Overall quality of Ale in London is poor, I did a mini pub crawl of five pubs in Manchester on saturday night and all the beers I had were in good condition, I would never get that within walking distance in London.
I would gladly pay a little more for a consistently decent pint but if cask ale prices went up it would be across the board and i would just being paying more for the shit companies like Greene King serve up.

RedNev said...

I was going to read that report, until you said who wrote it. As for pricing, I can accept real ale drinkers may view standard lagers as overpriced (which they are), and that real ale is better value pound for pound, but not that they would want to equalise that differential by paying more themselves.

This kind of price snobbery is okay for well-paid beer writers, but not for ordinary people struggling on restricted incomes.

Curmudgeon said...

What's Pete Brown done to get up your nose, Nev?

Tandleman said...

"What's Pete Brown done to get up your nose, Nev?"

Voted for the wrong Millipede?

HardKnott Dave said...

I look at the price thing from the other direction. I believe the constant belief by the industry that cask beer will only sell if kept cheap has resulted in a barrier to standards.

The industry is constantly working to a cost at the detriment of quality.

I will agree that quality could improve in many places and it is the responsibility of the industry, which I am part of, to get standards to a good level.

So I am pleased the whole issue of price is in the open and backed up by sound research. This might well result in a shift in the cost versus quality compromise that every single industry has to get right. Everyone would like perfection but perfection can only come when there is no cost barrier.

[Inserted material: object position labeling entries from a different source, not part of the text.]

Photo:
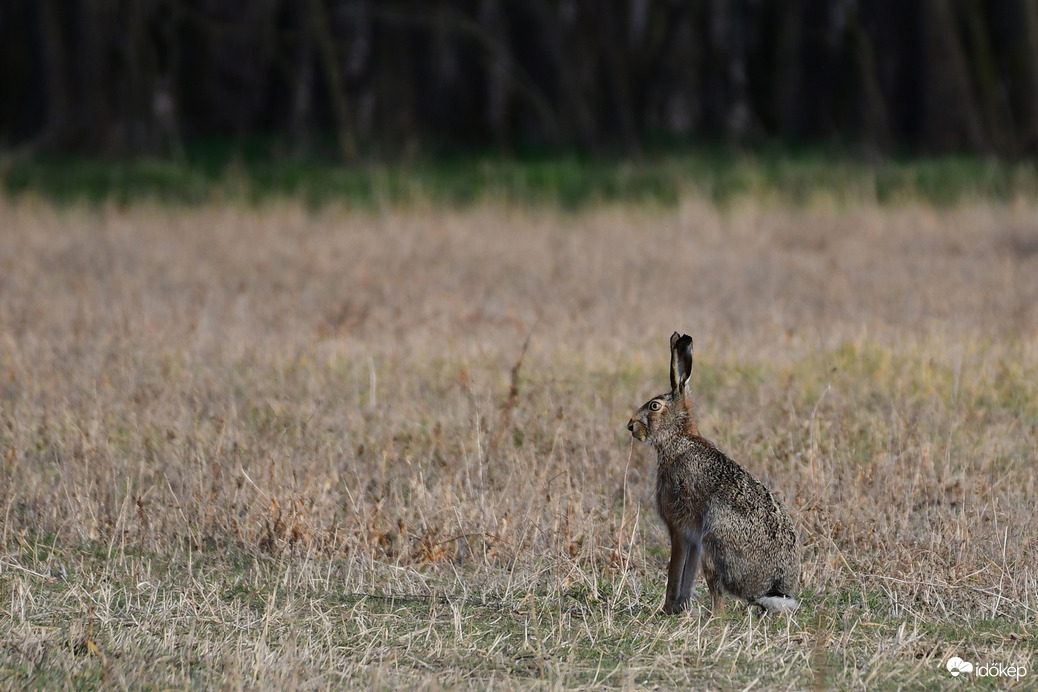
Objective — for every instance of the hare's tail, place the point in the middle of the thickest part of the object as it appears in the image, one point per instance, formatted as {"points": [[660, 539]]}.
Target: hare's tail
{"points": [[777, 603]]}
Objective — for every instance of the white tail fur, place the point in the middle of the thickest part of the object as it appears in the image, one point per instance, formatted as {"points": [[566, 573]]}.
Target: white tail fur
{"points": [[776, 604]]}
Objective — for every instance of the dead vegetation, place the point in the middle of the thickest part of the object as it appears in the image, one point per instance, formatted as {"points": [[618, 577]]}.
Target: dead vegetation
{"points": [[271, 448]]}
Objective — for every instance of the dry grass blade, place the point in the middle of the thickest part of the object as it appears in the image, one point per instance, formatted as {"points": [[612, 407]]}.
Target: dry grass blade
{"points": [[276, 448]]}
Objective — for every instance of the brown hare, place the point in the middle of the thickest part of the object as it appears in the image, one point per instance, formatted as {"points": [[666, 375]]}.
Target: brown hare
{"points": [[716, 513]]}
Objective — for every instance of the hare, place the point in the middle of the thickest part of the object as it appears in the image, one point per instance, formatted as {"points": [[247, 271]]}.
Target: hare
{"points": [[715, 511]]}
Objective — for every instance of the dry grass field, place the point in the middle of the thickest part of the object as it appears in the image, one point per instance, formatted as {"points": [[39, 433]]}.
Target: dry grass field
{"points": [[273, 448]]}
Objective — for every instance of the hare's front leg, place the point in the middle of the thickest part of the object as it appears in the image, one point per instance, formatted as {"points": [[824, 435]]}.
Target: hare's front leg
{"points": [[681, 574]]}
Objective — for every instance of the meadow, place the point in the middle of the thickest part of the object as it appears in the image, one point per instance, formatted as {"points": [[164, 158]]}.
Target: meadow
{"points": [[278, 446]]}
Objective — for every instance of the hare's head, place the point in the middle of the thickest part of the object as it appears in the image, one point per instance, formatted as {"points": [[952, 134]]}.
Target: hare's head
{"points": [[671, 414]]}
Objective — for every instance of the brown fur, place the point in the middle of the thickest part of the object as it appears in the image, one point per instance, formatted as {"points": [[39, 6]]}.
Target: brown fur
{"points": [[716, 513]]}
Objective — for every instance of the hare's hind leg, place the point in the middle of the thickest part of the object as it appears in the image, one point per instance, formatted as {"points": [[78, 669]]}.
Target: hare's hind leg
{"points": [[717, 598], [681, 574]]}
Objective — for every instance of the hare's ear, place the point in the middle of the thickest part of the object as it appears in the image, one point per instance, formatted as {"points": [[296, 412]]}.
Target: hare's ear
{"points": [[681, 361]]}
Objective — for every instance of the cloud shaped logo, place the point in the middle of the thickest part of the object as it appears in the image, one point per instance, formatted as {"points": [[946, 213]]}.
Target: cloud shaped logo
{"points": [[956, 665]]}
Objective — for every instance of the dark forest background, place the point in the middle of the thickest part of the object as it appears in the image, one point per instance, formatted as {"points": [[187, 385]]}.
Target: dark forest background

I was recently in discussion with a potential customer who's main concern was price of the cask of beer, never mind how good the beer was. I am noticing that the outlets that are concerned about supply price also tend to stock mediocre beer and/or have poor cellar quality. Not universal, I know, but the correlation is definitely there never the less.

RedNev said...

Dave: I accept you have a much greater knowledge of the business than I do, but as a customer (who doesn't limit himself to one pub, or even one town) I don't generally find much of a correlation between price and quality.

Tandleman said...

Nor me RedNev - certainly not in London anyway. Cheap pubs have the sort of cask beer I'd probably not drink anyway. It's a complex business. Not at all straightforward.

Tyson said...

Dave

No offence, but obviously you look at matters from the other side of the bar. And sometimes it’s a might wide bar that divides us. As does Mr P, who seems to cherry pick the bits of the free market he likes. He wants us free of the dreaded tie, but doesn’t want the laws of supply and demand applied to beer prices? Hmmm.

The report gives a mention to a very successful retailer of cask ale. Someone who managed to shift 3 million pints in only two weeks. Who is this impressive operator? Wetherspoons. Hardly an advertisment for making beer more expensive.

Ed said...

As a brewer and a piss artist I'm not sure which way to jump on the price thing.

Would I get a pay rise if beer had a bigger margin? Probably not, so lets keep it as cheap as possible.